Цветаева — ибо нельзя отделить её от лирической героини собственных стихов — рано почувствовала бесовскую власть над собою. И власть рока. Где страсть и стихия — там и рок. Но рок — категория антихристианская. Христианин осмысливает свою жизнь через понятие Промысла — проявления любви Создателя к человеку, влекущей душу к спасению. Рок же — языческое равнодушное начало, жестокое ко всему во вселенной. Понятие рока обессмысливает жизнь. В обессмысленной жизни страждущую душу влечёт лишь к смерти.
У Цветаевой нет даже порыва вырваться из власти этой языческой стихии страстей. Поэзия, наваждения, стихии, страсти — вот её ценности, вот чему душа-психея добровольно отдаётся в рабство.
И как неистово это буйство страстей!
Даже когда её поэтическое внимание обращено к событию евангельскому, то замечает она лишь отношение его к страсти. Так, воскрешение дочери Иаира, совершённое Спасителем (Мк. 5,22–23), Цветаеву занимает лишь мыслью, что отведавшая смерти душа навсегда будет лишена страсти. Больше — ничего.
Грех совершается во времени. Для Цветаевой оттого нет греха, что она хочет ощутить себя вне времени. Она сразу хочет ощутить себя во вневременном бытии. Но в раю или в аду? Она и сама не знает, но рвётся из мира времени — в иной, время проклиная. Ни один поэт так неистово не клял время. А она иначе не могла: время рождает меру и ограниченность, невыносимую для неё, к безмерности стремящейся. И как завораживающе сильны эти аллитерации в стихе, как неожиданно это обыгрывание заключённого в слове смысла: минута — минущая — минешь…

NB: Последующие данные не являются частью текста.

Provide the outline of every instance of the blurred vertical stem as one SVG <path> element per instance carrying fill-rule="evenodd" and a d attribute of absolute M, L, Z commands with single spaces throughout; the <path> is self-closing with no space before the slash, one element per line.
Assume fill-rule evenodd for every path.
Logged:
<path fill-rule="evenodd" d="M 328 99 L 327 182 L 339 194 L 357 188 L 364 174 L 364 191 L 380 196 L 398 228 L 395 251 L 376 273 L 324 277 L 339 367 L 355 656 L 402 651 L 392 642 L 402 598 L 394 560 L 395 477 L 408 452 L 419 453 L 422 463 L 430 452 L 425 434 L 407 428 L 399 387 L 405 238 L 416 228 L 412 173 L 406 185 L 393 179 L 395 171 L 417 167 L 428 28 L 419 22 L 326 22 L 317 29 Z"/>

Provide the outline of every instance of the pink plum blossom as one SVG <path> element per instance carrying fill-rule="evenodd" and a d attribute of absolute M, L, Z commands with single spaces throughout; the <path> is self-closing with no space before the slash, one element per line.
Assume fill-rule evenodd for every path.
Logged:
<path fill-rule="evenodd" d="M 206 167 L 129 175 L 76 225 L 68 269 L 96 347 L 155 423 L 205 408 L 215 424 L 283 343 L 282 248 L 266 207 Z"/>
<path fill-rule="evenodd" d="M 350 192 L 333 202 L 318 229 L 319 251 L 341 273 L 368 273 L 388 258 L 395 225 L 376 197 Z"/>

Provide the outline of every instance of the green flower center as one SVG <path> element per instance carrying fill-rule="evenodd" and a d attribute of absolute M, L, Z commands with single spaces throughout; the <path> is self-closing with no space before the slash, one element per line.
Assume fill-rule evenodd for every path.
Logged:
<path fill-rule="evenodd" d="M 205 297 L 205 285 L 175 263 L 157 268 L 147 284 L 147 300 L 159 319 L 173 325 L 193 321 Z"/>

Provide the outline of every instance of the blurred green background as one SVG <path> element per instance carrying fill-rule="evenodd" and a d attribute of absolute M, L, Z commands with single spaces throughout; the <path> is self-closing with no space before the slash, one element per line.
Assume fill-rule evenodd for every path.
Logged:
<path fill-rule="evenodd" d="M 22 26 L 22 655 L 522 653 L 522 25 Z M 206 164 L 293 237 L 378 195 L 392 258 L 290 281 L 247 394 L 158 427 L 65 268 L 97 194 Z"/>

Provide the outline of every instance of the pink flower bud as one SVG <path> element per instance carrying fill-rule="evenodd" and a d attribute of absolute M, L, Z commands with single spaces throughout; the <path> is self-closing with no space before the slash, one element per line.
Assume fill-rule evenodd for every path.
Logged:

Вот в чём её тяга к смерти обретает неиссякаемый источник: в непримиримой вражде со временем. И она нашла способ противостать времени, презирая и не замечая его…
Все строки, все страсти для самой Цветаевой вне времени и вне пространства. Она могла писать то же, страдать тем же где угодно и в какое угодно время. Эта стихия — вне всего. В России, в Европе, в каком веке? — бессмысленно спрашивать. Некоторые конкретные приметы, реалии — внешняя, легко сменяемая оболочка. Одна форма привязывает её ко времени: такой стих, как цветаевский, возможен лишь в XX столетии.